Two of our most prominent television presenters have recently revealed that they were stalked. Miriam O'Callaghan has bravely came out in support of Sharon Ni Bheolain's harassment case with her own stalking story.
RTE newsreader and mother of one Ni Bheolain has been subjected to a campaign of harassment and intimidation and received a series of emails which were described as "vile". She received doctored pornographic images as well as depraved threats of a sexual nature as part of the abuse which has left her very shaken.
In a show of solidarity to her colleague, O'Callaghan revealed that she also suffered at the hands of a stalker. "Sharon has been in a difficult situation with that stalker and I completely understand why she is so upset," O'Callaghan empathised. O'Callaghan said she chose not to talk about her ordeal when it happened a few years ago, but that it had been resolved. She makes the point that female broadcasters have to be extra careful as they are particularly vulnerable to harassment. "There can be people who develop obsessions . . . you have to be aware of that."

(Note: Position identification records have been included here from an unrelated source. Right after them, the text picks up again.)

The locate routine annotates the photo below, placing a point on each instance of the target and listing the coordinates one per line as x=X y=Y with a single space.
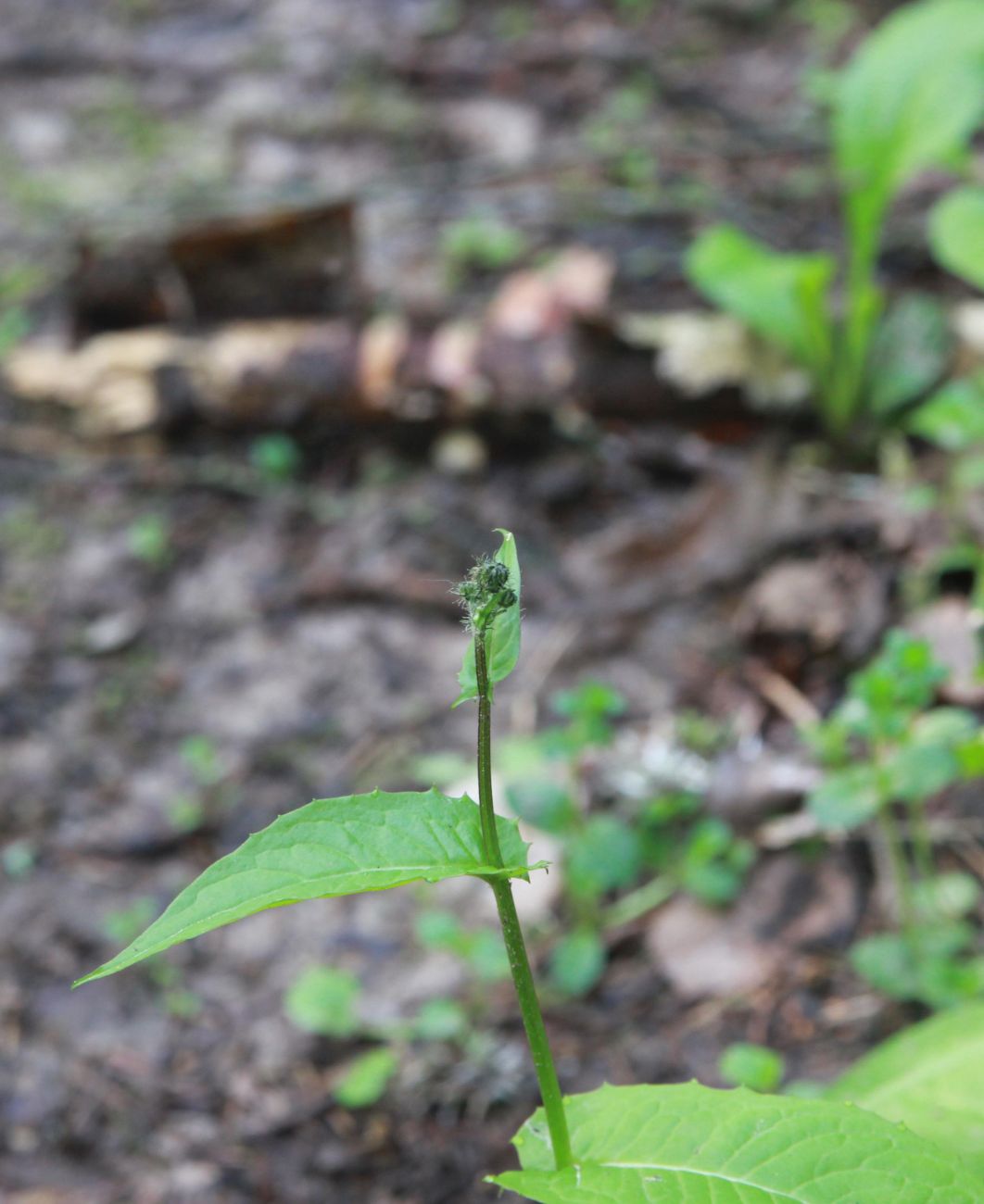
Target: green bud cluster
x=486 y=593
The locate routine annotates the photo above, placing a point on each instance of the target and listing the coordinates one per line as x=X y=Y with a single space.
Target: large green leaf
x=910 y=354
x=910 y=99
x=328 y=847
x=691 y=1145
x=783 y=297
x=956 y=233
x=930 y=1078
x=503 y=638
x=952 y=418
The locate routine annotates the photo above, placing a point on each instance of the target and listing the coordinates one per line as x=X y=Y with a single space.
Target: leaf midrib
x=703 y=1174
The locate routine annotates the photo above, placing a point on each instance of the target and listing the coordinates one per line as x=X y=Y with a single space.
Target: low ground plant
x=889 y=753
x=682 y=1144
x=326 y=1002
x=910 y=100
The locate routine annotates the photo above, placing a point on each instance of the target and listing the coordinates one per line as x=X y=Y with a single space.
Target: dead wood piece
x=835 y=601
x=288 y=263
x=788 y=909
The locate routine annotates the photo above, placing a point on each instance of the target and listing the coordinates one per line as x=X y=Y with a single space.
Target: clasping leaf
x=328 y=847
x=694 y=1145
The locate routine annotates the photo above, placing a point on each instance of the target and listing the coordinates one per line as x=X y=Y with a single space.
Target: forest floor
x=302 y=637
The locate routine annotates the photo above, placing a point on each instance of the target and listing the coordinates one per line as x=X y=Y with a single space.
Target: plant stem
x=900 y=871
x=486 y=808
x=512 y=934
x=533 y=1022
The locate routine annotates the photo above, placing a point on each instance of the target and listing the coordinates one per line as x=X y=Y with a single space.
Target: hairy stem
x=512 y=934
x=486 y=808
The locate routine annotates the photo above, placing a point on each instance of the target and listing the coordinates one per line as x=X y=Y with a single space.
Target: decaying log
x=542 y=344
x=285 y=264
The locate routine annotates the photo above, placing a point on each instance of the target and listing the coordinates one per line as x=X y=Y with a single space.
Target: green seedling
x=189 y=809
x=617 y=132
x=480 y=244
x=325 y=1002
x=625 y=1145
x=276 y=458
x=19 y=859
x=481 y=949
x=889 y=753
x=755 y=1067
x=149 y=540
x=911 y=99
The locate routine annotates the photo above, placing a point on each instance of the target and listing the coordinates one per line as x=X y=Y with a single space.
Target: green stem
x=512 y=934
x=922 y=842
x=900 y=871
x=533 y=1022
x=486 y=808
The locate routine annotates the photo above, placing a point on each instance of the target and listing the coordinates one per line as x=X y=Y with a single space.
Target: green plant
x=481 y=244
x=755 y=1067
x=626 y=1145
x=928 y=1079
x=910 y=99
x=617 y=135
x=324 y=1000
x=149 y=540
x=276 y=458
x=889 y=751
x=546 y=781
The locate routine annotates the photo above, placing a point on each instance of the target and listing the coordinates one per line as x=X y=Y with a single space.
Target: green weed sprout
x=889 y=751
x=911 y=99
x=682 y=1144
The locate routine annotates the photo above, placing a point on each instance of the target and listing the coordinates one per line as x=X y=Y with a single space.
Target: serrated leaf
x=577 y=962
x=329 y=847
x=323 y=1000
x=848 y=797
x=693 y=1145
x=910 y=353
x=928 y=1078
x=952 y=418
x=366 y=1078
x=956 y=233
x=920 y=771
x=910 y=99
x=783 y=297
x=503 y=638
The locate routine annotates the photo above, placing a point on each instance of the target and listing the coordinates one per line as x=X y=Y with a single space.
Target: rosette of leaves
x=911 y=99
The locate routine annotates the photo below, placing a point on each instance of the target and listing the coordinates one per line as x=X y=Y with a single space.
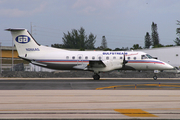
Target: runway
x=89 y=99
x=88 y=84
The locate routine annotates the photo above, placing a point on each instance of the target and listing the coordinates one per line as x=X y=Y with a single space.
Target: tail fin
x=24 y=42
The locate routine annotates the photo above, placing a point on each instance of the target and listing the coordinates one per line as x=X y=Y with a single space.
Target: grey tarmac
x=89 y=99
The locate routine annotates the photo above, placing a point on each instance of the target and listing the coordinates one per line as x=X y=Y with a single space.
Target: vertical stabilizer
x=24 y=42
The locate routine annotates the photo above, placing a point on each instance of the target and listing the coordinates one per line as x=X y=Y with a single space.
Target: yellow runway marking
x=142 y=86
x=134 y=113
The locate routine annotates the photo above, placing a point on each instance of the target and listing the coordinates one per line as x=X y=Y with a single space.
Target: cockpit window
x=150 y=57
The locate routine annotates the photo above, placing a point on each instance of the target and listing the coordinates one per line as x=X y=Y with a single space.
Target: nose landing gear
x=96 y=76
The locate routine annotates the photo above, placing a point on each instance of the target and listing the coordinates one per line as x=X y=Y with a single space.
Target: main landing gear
x=96 y=76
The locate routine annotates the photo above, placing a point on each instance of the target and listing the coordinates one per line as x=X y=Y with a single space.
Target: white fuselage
x=68 y=60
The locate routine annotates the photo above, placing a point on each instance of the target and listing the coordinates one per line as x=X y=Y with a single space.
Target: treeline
x=77 y=39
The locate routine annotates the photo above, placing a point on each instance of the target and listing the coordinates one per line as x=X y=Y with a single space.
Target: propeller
x=124 y=61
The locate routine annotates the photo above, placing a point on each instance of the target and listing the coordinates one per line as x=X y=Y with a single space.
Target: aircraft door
x=79 y=59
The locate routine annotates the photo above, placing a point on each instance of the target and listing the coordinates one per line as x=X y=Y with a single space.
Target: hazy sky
x=123 y=22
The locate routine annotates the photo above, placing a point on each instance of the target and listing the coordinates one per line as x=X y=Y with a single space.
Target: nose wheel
x=155 y=77
x=96 y=77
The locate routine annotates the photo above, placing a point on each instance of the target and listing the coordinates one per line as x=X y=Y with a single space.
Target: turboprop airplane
x=95 y=61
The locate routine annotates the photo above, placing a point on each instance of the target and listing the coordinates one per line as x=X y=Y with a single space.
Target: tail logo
x=22 y=39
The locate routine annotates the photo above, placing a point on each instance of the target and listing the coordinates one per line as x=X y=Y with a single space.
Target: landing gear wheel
x=155 y=77
x=96 y=77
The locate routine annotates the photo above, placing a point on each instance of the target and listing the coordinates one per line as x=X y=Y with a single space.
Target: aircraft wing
x=92 y=64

Ni Bheolain and O'Callaghan's bravery is to be applauded. Being stalked is not an easy thing to admit or talk about.
Recent statistics from a survey by the European Union Agency for Fundamental Rights (EU FRA) revealed that 12pc of Irish women reported that they have experienced stalking and 19pc of young women said they had experienced cyber bullying.

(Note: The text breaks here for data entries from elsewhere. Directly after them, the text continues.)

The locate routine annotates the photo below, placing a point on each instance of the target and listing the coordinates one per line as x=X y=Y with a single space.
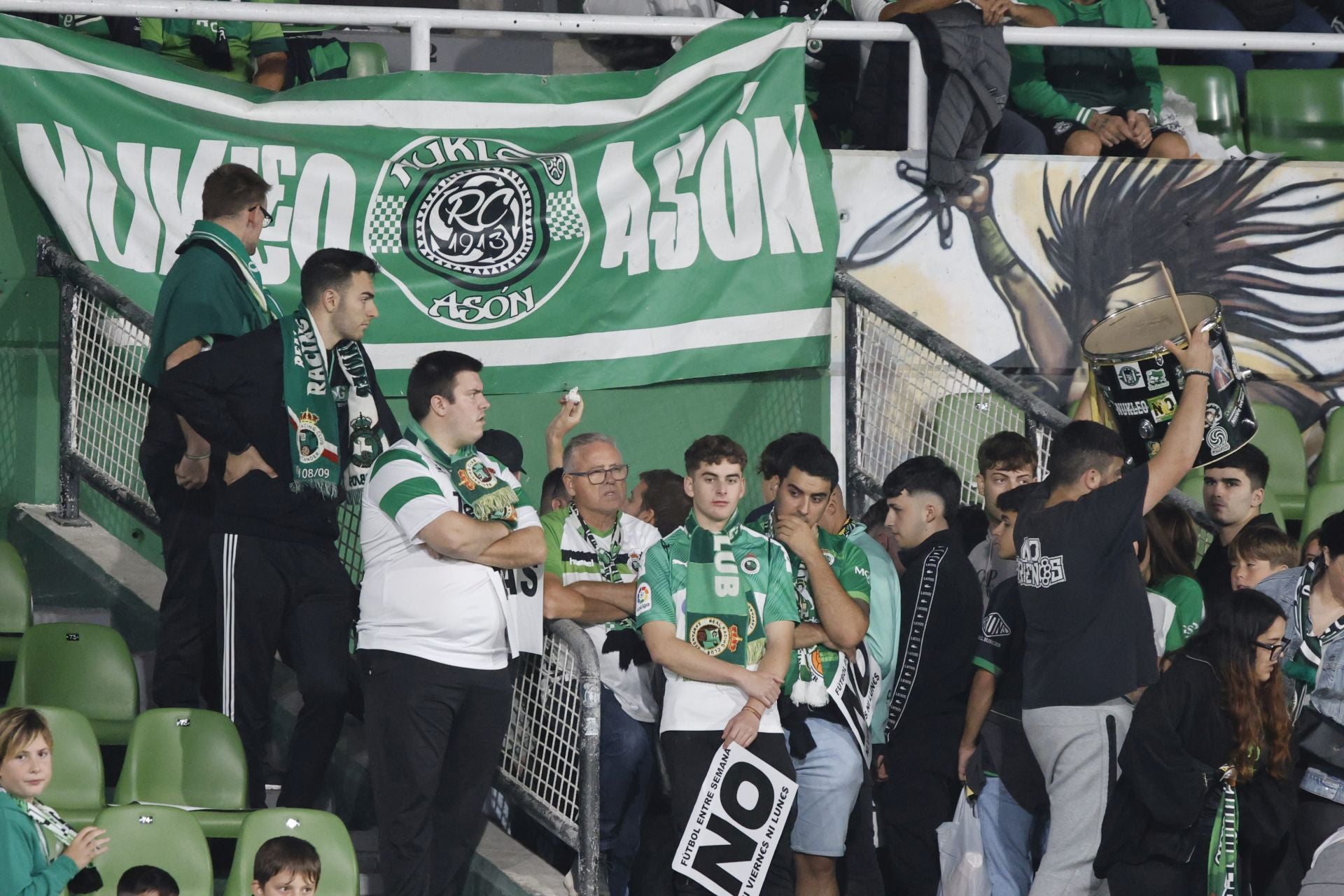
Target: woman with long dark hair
x=1315 y=666
x=1206 y=770
x=1168 y=567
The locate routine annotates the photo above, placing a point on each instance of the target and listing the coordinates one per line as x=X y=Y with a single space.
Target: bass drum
x=1142 y=382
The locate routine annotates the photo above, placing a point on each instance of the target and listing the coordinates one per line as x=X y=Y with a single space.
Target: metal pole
x=590 y=840
x=917 y=121
x=851 y=409
x=662 y=26
x=420 y=46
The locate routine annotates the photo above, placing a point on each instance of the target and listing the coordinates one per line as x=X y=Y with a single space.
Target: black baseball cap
x=504 y=448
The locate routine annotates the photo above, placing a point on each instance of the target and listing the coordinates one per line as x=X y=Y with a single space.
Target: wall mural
x=1040 y=250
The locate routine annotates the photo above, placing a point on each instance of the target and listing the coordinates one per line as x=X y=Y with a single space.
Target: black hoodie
x=233 y=396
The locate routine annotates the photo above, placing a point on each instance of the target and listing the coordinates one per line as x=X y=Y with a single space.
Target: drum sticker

And yet, sadly, this is only the tip of the iceberg. Most stalking incidents still go unreported. A large part of the problem is that women are not properly protected under the current law. In Ireland, stalking is covered by Section 10 of the Non-Fatal Offences against the Person Act which was enacted in 1997. The law needs significant updating, particularly in the area of cyber stalking.
All women's groups have welcomed the upcoming Law Reform Commission's examination of internet and other forms of cyber-bullying.
One can only hope the commission pushes through strong laws against cyber stalking. Everyone is holding their breath as there was great disappointment when the commission recently concluded that the current law of harassment is sufficient to deal with stalking.
Women's Aid director Margaret Martin said of that decision: "It is problematic and will leave women and children vulnerable. In our experience, the definition of harassment in law is complex and hard to prove, and rarely used to protect women who are stalked by their partners or exes."
What Women's Aid is recommending is that a specific stalking offence be introduced in Irish law to include new forms of cyber stalking, and that stalking be recognised as grounds for a safety order.
"Technology is being used by abusive boyfriends and ex-boyfriends to monitor and control women, particularly younger women," said Martin. This can include the monitoring of mobile phone calls and texts, and stalking on social media.
"Women are also disclosing how they are bombarded with texts and calls often telling them, in explicit detail, how they will be attacked or even killed".
This barrage of abuse is what's been happening to Ni Bheolain and one can only imagine how terrifying it must be. What can start out as a gentle infatuation can very quickly spiral out of control.
We need stronger laws to protect us from the onslaught of the internet, where anonymous people can stalk you from the comfort of their homes, so that no one has to suffer at the hands of an unhinged stalker.